Making Lorentz equation dimensionless for simulations \begin{equation}
\frac{dv}{dt}=\frac{e}{m}(E+\frac{v}{c}\times B)
\end{equation}
I'm making a numerical simulation and I need to make the equation dimensionless. I'm having trouble in doing so.
I was thinking to use the fundamental units:

*

*setting the time as inverse of gyrofrequency

*the mass equal to $m_{e}$

*using the Debye length

But I can't proceed further. I also tried using $c=1$ (what I need to scale up my relativistic simulation) without success.
 A: Wikipedia provides a good process of nondimensionalization:

*

*Identify all the independent and dependent variables;

*Replace each of them with a quantity scaled relative to a characteristic unit of measure to be determined;

*Divide through by the coefficient of the highest order polynomial or derivative term;

*Choose judiciously the definition of the characteristic unit for each variable so that the coefficients of as many terms as possible become 1;

*Rewrite the system of equations in terms of their new dimensionless quantities.

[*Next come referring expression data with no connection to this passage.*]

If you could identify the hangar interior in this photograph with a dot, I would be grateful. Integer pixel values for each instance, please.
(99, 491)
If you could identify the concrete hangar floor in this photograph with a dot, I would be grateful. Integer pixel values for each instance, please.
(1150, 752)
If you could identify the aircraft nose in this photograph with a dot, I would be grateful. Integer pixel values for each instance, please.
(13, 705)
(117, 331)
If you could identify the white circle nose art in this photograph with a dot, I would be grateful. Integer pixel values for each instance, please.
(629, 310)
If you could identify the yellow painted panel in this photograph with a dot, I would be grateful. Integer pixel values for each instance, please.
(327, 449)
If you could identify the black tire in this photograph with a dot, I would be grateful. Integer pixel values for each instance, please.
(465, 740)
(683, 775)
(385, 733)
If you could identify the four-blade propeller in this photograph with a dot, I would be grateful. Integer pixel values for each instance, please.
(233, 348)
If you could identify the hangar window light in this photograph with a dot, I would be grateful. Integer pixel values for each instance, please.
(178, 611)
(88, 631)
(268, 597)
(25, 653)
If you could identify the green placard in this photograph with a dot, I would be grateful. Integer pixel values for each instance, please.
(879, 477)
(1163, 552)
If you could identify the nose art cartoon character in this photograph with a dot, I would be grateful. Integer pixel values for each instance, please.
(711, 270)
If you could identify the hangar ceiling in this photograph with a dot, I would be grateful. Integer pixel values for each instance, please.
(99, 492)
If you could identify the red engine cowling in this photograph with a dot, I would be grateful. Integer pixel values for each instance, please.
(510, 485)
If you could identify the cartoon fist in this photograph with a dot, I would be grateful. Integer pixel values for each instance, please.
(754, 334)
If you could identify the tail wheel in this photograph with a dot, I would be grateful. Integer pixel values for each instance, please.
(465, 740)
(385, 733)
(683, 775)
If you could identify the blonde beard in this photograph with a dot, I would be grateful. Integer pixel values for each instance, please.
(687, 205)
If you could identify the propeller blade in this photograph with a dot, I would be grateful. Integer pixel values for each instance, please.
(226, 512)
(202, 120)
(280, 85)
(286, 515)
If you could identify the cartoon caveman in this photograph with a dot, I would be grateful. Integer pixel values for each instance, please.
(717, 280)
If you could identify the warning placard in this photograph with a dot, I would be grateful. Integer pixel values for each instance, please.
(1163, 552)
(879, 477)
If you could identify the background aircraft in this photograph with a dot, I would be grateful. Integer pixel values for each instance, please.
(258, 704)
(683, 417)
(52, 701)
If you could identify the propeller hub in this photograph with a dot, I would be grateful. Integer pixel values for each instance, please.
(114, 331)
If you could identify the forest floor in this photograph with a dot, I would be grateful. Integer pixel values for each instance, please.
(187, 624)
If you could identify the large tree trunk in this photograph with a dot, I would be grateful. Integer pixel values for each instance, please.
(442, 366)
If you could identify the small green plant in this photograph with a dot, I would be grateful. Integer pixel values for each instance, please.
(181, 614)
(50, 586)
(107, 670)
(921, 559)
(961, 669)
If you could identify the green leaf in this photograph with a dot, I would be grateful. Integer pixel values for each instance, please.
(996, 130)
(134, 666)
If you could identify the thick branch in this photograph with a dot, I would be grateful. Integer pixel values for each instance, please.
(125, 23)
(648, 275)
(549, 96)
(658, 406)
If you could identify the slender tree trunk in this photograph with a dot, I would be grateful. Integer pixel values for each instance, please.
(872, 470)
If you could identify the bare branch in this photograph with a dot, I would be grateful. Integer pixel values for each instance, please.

In your case, the independent variable is $t$ (since it is in the differential) and the dependent is $v$. Hence, we let $v=\eta v_c$ and $t=\tau t_c$ where $v_c$ & $t_c$ are the characteristic units. Replacing these into your equation,
$$
\frac{d(\eta v_c)}{d(\tau t_c)}=\frac{v_c}{t_c}\frac{d\eta}{d\tau}=\frac{e}{m}\left(E+\frac{\eta v_c}{c}\times B\right)
$$
We then divide through by $v_c/t_c$,
$$
\frac{d\eta}{d\tau}=\frac{et_c}{mv_c}E+\frac{et_c}{mc}\eta\times B
$$
Since the second term on the right has only $t_c$ there, we use that to find $t_c=mc/e$ and then,
$$\frac{et_c}{m}=v_c\implies c=v_c,$$
which should be sensible. We then have a dimensionless Lorentz equation,
$$
\frac{d\eta}{d\tau}=E+\eta\times B
$$
from your two scales, $t_c=m_ec/e$ (I am assuming you are modeling an electron here) and $v_c=c$.